Nigerian exports to the United States will now attract a 15 percent tariff following a new executive order signed by U.S. President Donald Trump on July 31, 2025. The order, which modifies America’s reciprocal tariff structure, places Nigeria among nearly 40 countries penalised for what Washington describes as “unbalanced” trade relationships with the U.S.
The tariff takes effect from August 7 and replaces a previously suspended 14 percent duty imposed in April as part of Trump’s broader push to boost domestic manufacturing and retaliate against what he called “decades of unfair trade practices.”
Talks between both countries failed to yield a compromise during the 90-day suspension window, including a one-month extension, paving the way for the new 15 percent rate.
Under the revised tariff framework, countries with which the U.S. runs a trade deficit—like Nigeria—will face a standard 15 percent duty on all exports to the U.S., while countries with a trade surplus will pay a lower 10 percent. Nigeria remains the second-largest U.S. export destination in Sub-Saharan Africa, holding a trade surplus of $3.29 billion with the U.S., according to the Observatory of Economic Complexity (OEC).
Trump’s order insists the new tariff structure is designed to “restore fairness” and curb what it describes as “systemic trade abuse.”
The policy also introduces a steep 40 percent penalty on transshipments—goods rerouted through low-tariff countries before entering the U.S. market—empowering Customs and Border Protection to investigate and sanction suspected evasions.
But trade pressure on Nigeria may not end there.
Earlier in July, Trump warned of an additional 10 percent tariff on exports from any country aligning with the policies of BRICS, a geopolitical bloc seen by some as counterbalancing U.S. influence.
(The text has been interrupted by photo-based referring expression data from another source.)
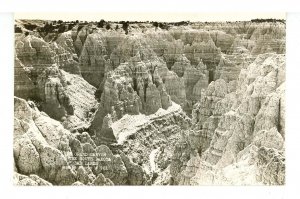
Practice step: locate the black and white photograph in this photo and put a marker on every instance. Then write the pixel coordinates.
(105, 102)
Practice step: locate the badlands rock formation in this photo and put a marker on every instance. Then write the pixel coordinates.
(113, 103)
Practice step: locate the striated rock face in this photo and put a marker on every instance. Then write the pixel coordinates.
(44, 153)
(125, 103)
(39, 78)
(235, 122)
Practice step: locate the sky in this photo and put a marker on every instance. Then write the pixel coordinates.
(165, 17)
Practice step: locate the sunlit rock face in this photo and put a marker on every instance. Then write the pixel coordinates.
(249, 117)
(39, 78)
(138, 103)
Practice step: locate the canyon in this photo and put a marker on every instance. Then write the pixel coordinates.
(141, 103)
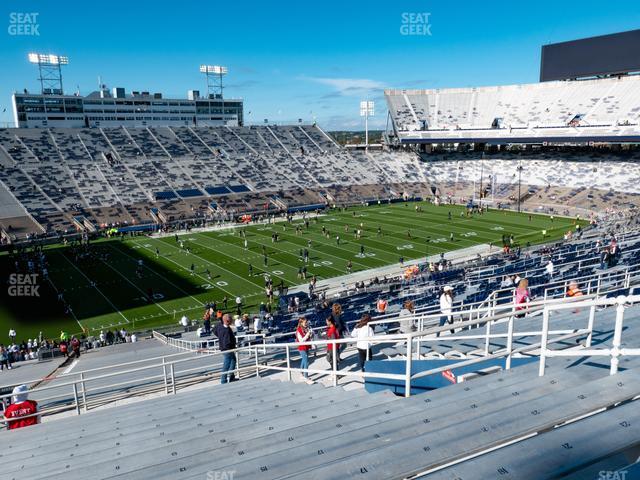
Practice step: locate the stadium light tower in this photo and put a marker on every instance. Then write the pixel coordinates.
(50, 68)
(214, 74)
(366, 111)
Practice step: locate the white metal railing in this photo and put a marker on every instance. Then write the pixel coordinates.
(413, 341)
(205, 344)
(160, 373)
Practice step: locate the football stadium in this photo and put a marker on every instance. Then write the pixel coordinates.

Nigeria formally joined BRICS in January 2025, making it a potential target.
“There will be no exceptions to this policy,” Trump said at the time, suggesting Nigeria’s tariff rate could rise to 25 percent.
Nigeria’s major export to the U.S. is crude oil and petroleum products, which account for around 90 percent of the country’s foreign exchange earnings. While crude oil was reportedly exempt from April’s tariff round, it remains unclear whether the same exclusion applies under the current regime.
Non-oil exports such as cocoa, urea-based fertilisers, leather, and value-added products that Nigeria has been pushing into the U.S. market are likely to face higher landing costs, potentially reducing competitiveness.
Trade experts say the development could significantly affect Nigeria’s export revenues and may require a strategic pivot towards alternative trade partners or regional blocs to cushion the impact.